Especially that the ES server now lives in GCE, while scheduler runs in a
different network.
This CL attempts to fix the issue by reporting metadata in a separate thread
in bulk. The performance of ES bulk API is much better than individual calls.
For example, a single index request through HTTP might take 80ms. For bulk API,
1000 records can be indexed in less than 0.5 second.
BUG=chromium:471015
TEST=run local scheduler, make sure all metadata was uploaded.
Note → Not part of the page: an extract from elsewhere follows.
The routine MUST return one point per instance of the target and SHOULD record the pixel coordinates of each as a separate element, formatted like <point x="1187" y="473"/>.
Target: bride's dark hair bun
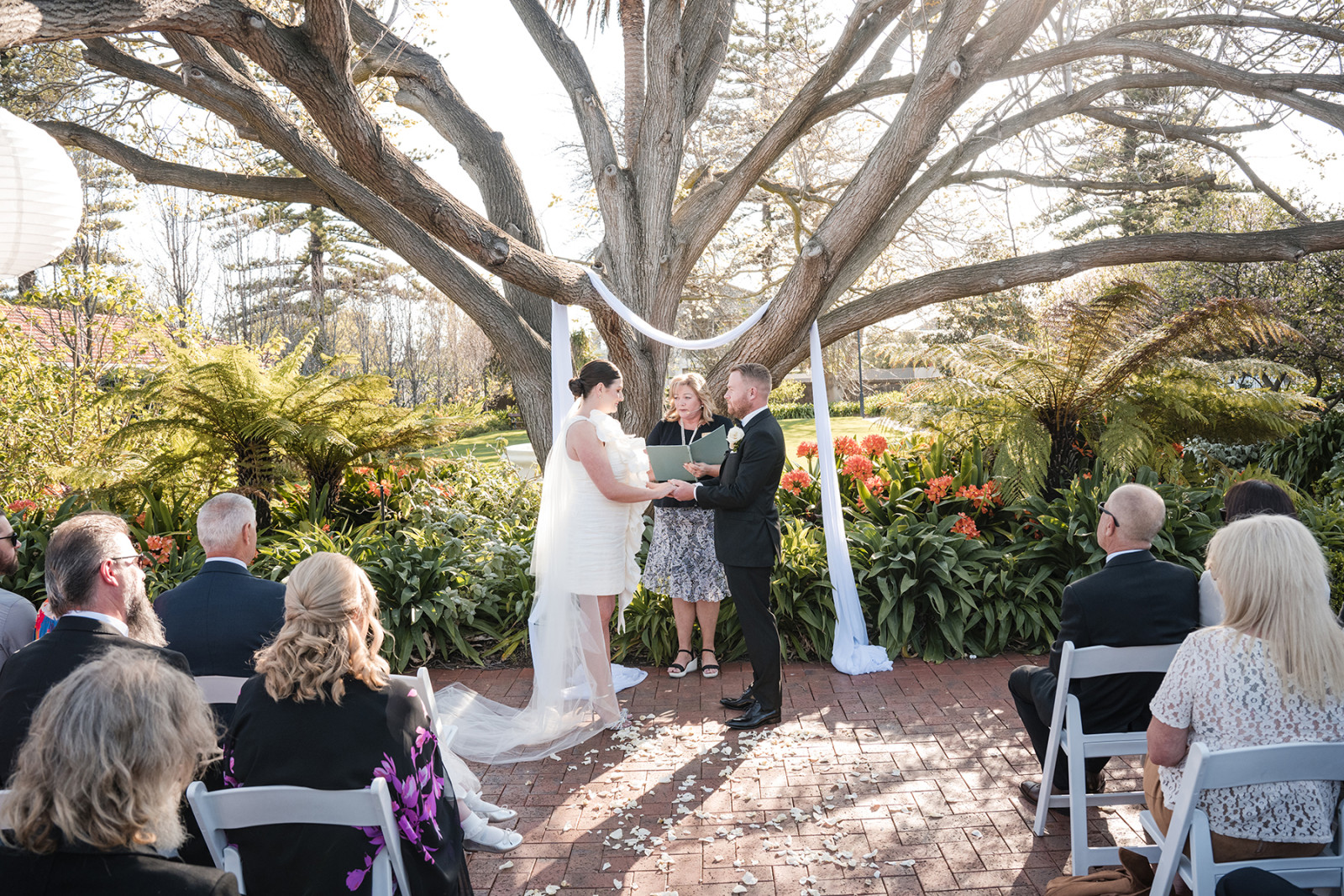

Also, confirm
scheduler can be properly shut down.
Change-Id: I38991b9e647bb7a6fcaade8e8ef9eea27d9aa035
Reviewed-on: https://chromium-review.googlesource.com/270074
Reviewed-by: Dan Shi <dshi@chromium.org>
Commit-Queue: Dan Shi <dshi@chromium.org>
Trybot-Ready: Dan Shi <dshi@chromium.org>
Tested-by: Dan Shi <dshi@chromium.org>
Reviewed-by: Keith Haddow <haddowk@chromium.org>
diff --git a/scheduler/monitor_db.py b/scheduler/monitor_db.py
index 09d7dd1..b94d44c 100755
--- a/scheduler/monitor_db.py
+++ b/scheduler/monitor_db.py
@@ -33,8 +33,10 @@
from autotest_lib.scheduler import scheduler_lib
from autotest_lib.server import autoserv_utils
from autotest_lib.server import utils as server_utils
+from autotest_lib.site_utils import metadata_reporter
from autotest_lib.site_utils import server_manager_utils
+
BABYSITTER_PID_FILE_PREFIX = 'monitor_db_babysitter'
PID_FILE_PREFIX = 'monitor_db'
@@ -162,6 +164,9 @@
server = status_server.StatusServer()
server.start()
+ # Start the thread to report metadata.
+ metadata_reporter.start()
+
try:
initialize()
dispatcher = Dispatcher()
@@ -181,6 +186,7 @@
email_manager.manager.log_stacktrace(
"Uncaught exception; terminating monitor_db")
+ metadata_reporter.abort()
email_manager.manager.send_queued_emails()
server.shutdown()
_drone_manager.shutdown()